Dostępne skróty klawiszowe:
Mimo corocznych apeli i akcji edukacyjnych, wciąż żywy jest stereotyp, według którego wypalanie użyźnia glebę. W rzeczywistości niszczy roślinność, zabija owady i małe zwierzęta, a do tego często prowadzi do dużych pożarów, które zagrażają ludziom.
Ogień trawiący łąki czy pola szybko się rozprzestrzenia, obejmuje nieraz spore obszary, dociera do lasów czy zabudowań. Podczas pożarów do atmosfery dostaje się wiele szkodliwych gazów, a gaszenie wymaga kosztownych akcji strażackich.
Pożary traw i łąk to nie tylko szkody dla przyrody i straty materialne, ale też śmiertelne zagrożenie dla ludzi. W zeszłym roku w ich trakcie zginęło 5 osób, a 36 zostało rannych. Strażacy w takich wypadkach interweniowali 21 648 razy.
W zeszłym roku na gaszenie pożarów przeznaczono ponad 57 mln litrów wody. Ogień wyrządził straty na 48,6 km2 powierzchni, a ich wartość sięgnęła niemal 22,5 mln zł. Średni czas trwania akcji gaśniczej wyniósł 56,14 minut. Nie trzeba dodawać, że zaangażowanie strażaków i środków do walki z ogniem wywołanym przez nieodpowiedzialnych ludzi mogło zostać spożytkowane na bardziej pożyteczne działania.

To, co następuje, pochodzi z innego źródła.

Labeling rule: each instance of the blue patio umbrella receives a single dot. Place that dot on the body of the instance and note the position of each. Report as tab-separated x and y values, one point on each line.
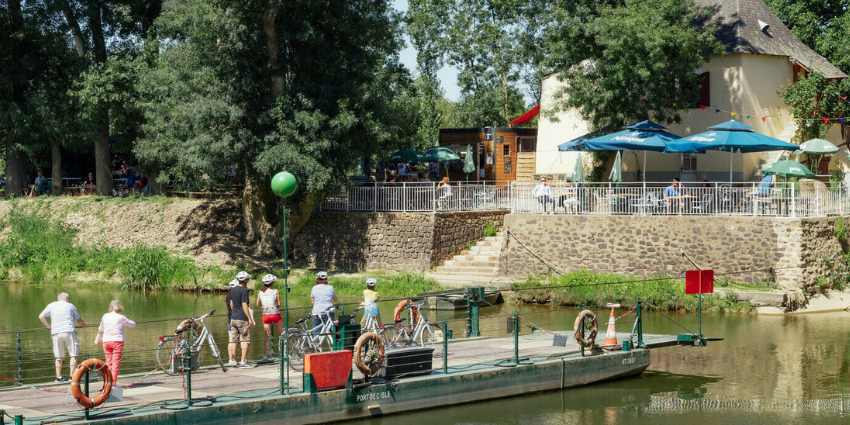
642	136
731	136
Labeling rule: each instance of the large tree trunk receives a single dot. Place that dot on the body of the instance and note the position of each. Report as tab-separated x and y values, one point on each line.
260	214
102	150
16	168
56	167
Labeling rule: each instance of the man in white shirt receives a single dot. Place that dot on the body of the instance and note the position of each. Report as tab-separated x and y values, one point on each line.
544	195
62	315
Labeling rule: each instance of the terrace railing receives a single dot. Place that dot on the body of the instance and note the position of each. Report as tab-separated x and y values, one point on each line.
717	198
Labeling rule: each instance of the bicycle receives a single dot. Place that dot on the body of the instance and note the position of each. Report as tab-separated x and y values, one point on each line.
174	347
304	340
421	332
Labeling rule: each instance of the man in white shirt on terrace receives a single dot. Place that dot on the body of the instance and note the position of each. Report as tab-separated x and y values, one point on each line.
544	195
62	315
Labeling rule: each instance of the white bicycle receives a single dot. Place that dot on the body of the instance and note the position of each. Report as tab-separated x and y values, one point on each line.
171	348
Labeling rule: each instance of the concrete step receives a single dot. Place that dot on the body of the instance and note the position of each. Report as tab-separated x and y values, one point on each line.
475	258
468	270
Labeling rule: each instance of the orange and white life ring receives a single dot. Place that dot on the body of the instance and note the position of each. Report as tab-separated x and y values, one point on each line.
586	315
358	360
400	308
91	364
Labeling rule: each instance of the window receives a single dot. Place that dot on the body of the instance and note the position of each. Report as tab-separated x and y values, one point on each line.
689	162
704	90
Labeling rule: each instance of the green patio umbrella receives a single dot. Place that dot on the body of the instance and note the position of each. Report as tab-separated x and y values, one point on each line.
440	155
406	155
788	168
617	170
468	164
817	147
578	172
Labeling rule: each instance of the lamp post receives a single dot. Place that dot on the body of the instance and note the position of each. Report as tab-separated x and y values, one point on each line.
284	185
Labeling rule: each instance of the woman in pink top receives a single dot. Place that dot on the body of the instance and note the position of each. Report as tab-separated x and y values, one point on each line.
112	327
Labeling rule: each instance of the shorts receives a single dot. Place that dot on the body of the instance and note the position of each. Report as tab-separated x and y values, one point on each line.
268	319
63	341
239	331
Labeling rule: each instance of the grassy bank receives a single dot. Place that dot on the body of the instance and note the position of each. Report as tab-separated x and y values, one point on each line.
590	288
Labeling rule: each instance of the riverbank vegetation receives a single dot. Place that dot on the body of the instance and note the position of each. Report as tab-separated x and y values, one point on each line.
588	288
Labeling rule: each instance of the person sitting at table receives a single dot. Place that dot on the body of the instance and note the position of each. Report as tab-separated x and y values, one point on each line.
88	185
673	192
446	190
40	186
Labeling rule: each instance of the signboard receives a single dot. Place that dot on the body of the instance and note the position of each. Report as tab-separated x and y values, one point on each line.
699	282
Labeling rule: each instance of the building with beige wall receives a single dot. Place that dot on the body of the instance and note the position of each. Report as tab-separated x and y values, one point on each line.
745	80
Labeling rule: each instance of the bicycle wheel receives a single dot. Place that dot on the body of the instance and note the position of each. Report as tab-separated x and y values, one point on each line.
295	351
215	350
170	349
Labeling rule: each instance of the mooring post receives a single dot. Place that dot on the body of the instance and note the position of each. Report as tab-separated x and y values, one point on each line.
85	387
516	339
474	295
188	366
640	325
445	347
19	358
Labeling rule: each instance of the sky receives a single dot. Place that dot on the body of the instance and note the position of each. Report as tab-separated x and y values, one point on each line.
447	75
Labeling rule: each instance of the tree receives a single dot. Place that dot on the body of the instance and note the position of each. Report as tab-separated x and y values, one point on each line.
302	86
492	43
813	99
822	25
627	61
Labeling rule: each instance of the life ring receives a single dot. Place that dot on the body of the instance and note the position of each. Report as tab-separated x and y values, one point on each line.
364	368
586	314
400	307
91	364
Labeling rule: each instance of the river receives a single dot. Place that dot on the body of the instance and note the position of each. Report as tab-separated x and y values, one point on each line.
768	369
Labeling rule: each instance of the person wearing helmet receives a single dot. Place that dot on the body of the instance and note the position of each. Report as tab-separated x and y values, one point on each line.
370	303
241	321
323	296
269	300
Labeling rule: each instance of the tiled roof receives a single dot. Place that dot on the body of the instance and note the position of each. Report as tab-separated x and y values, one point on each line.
739	30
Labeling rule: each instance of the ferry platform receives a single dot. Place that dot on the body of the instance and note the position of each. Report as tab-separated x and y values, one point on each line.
478	369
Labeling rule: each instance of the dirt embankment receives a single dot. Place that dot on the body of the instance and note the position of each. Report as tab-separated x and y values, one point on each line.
210	232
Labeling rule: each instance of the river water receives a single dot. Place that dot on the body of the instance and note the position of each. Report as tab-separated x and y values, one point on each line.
768	369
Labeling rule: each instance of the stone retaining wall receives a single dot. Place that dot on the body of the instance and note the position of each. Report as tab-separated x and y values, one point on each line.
388	241
751	249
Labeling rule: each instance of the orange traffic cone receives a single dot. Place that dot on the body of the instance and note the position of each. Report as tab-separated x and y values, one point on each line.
611	335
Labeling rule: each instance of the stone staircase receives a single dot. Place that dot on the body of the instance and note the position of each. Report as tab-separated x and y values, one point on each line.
767	158
476	266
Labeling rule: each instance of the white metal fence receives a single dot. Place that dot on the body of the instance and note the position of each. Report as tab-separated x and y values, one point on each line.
800	199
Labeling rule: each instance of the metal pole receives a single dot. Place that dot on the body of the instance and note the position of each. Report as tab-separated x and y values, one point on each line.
516	339
286	300
188	366
19	357
86	386
445	347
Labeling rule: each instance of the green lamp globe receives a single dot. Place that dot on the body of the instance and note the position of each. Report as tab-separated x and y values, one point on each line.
283	184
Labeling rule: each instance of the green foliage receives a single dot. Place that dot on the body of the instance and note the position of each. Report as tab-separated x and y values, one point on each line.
490	229
390	285
824	26
627	61
812	98
590	288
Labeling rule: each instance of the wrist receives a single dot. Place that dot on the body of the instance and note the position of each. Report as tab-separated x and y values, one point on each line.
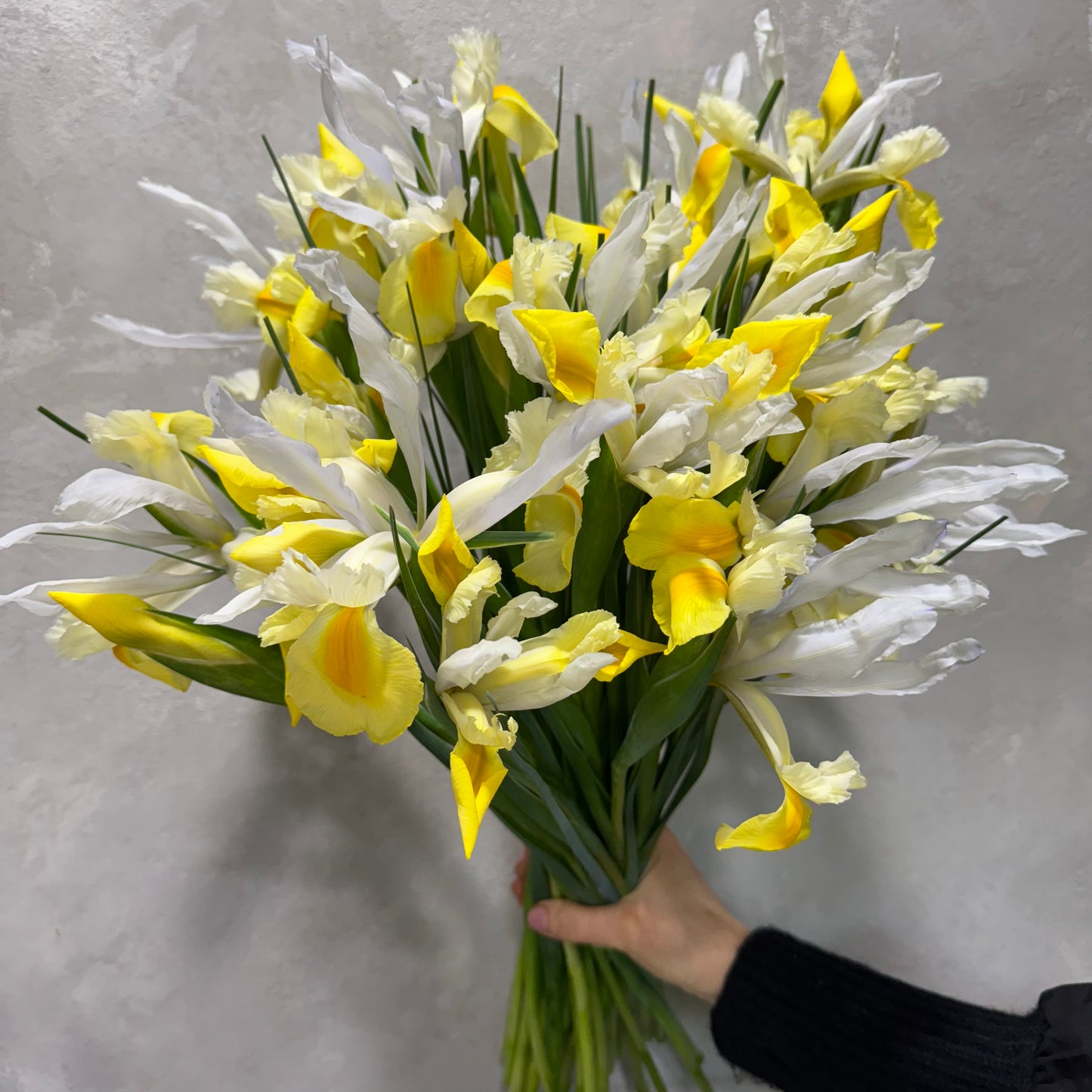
725	939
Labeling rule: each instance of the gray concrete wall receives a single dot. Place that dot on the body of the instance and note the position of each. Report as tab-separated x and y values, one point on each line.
196	897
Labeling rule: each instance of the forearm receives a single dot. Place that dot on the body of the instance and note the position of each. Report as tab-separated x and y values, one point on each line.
809	1021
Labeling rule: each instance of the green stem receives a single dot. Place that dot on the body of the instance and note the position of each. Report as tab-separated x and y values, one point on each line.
63	424
557	137
284	357
962	546
287	189
581	1023
647	135
150	549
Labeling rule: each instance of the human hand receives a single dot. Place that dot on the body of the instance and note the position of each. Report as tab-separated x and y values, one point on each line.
670	923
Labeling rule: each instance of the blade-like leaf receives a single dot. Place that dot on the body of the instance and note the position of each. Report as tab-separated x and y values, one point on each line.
677	685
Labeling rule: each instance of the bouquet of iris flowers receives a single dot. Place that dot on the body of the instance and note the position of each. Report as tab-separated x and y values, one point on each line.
623	463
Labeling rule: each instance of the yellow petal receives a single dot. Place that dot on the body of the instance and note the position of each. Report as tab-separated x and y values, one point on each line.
444	557
665	106
689	598
190	428
348	676
131	623
549	565
432	273
317	372
868	227
790	213
476	773
378	453
517	119
331	232
264	552
710	174
333	150
283	289
903	354
493	291
918	215
586	236
670	525
144	663
790	341
311	314
285	625
289	507
569	345
627	650
243	481
474	260
775	830
840	97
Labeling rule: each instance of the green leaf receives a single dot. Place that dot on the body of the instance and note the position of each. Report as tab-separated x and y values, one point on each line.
611	501
490	540
262	679
503	223
736	304
255	682
415	589
531	223
336	339
557	137
647	135
576	843
675	689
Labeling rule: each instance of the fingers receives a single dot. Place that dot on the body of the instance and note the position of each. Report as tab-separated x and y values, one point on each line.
582	925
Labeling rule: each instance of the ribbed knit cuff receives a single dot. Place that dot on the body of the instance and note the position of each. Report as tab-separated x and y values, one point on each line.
809	1021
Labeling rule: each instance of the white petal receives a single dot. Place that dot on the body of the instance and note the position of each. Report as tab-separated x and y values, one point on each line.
897	543
837	469
161	339
840	649
378	367
490	503
803	295
294	462
1030	539
855	131
520	346
889	677
897	274
848	357
549	689
684	150
510	617
235	606
94	535
216	225
105	493
952	592
466	667
942	490
616	271
709	264
353	211
993	453
35	598
827	783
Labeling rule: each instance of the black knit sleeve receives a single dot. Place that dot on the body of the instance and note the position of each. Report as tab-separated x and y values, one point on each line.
807	1021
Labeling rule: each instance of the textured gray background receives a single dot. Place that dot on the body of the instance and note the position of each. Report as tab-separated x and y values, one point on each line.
196	897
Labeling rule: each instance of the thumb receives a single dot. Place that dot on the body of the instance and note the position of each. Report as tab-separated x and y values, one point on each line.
582	925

Jeśli te tragiczne statystyki do kogoś nie przemawiają, warto uświadomić sobie, jakie konsekwencje czekają na podpalaczy. Te są dotkliwe, bo sprawcy pożarów – w zależności od szkód, jakie wyrządzą – muszą liczyć się z grzywną do 30 tys. zł, a nawet pozbawieniem wolności do 10 lat.
W przypadku, gdy pożar wywoła rolnik korzystający z dotacji bezpośrednich, dodatkowo grozi mu zmniejszenie ich od 5 do 25%, a w skrajnych przypadkach nawet całkowite odebranie.
Od początku 2025 roku (do 11 marca), w województwie śląskim Państwowa Straż Pożarna odnotowała 722 pożary traw i nieużytków rolnych o łącznej powierzchni ponad 173 ha. Poszkodowane zostały 2 osoby, w tym 1 dziecko. Najwięcej pożarów było w: powiecie częstochowskim i mieście Częstochowa, a także w powiatach żywieckim, myszkowskim i kłobuckim.
Od wiosennych pożarów traw, łąk i nieużytków nie jest niestety wolna Dąbrowa Górnicza. Co sezon stawiają im czoła strażacy z PSP i OSP, w ostatnich dniach tak było m.in. przy ul. Hotelowej (dwa razy), Sobieskiego, Różyckiego, Grynia, Głównej, Puszkina, Koksowniczej, Jasnej, Łazy Błędowskie i Jaskółczej. Jak widać, ten „palący problem” dotyka wielu dzielnic.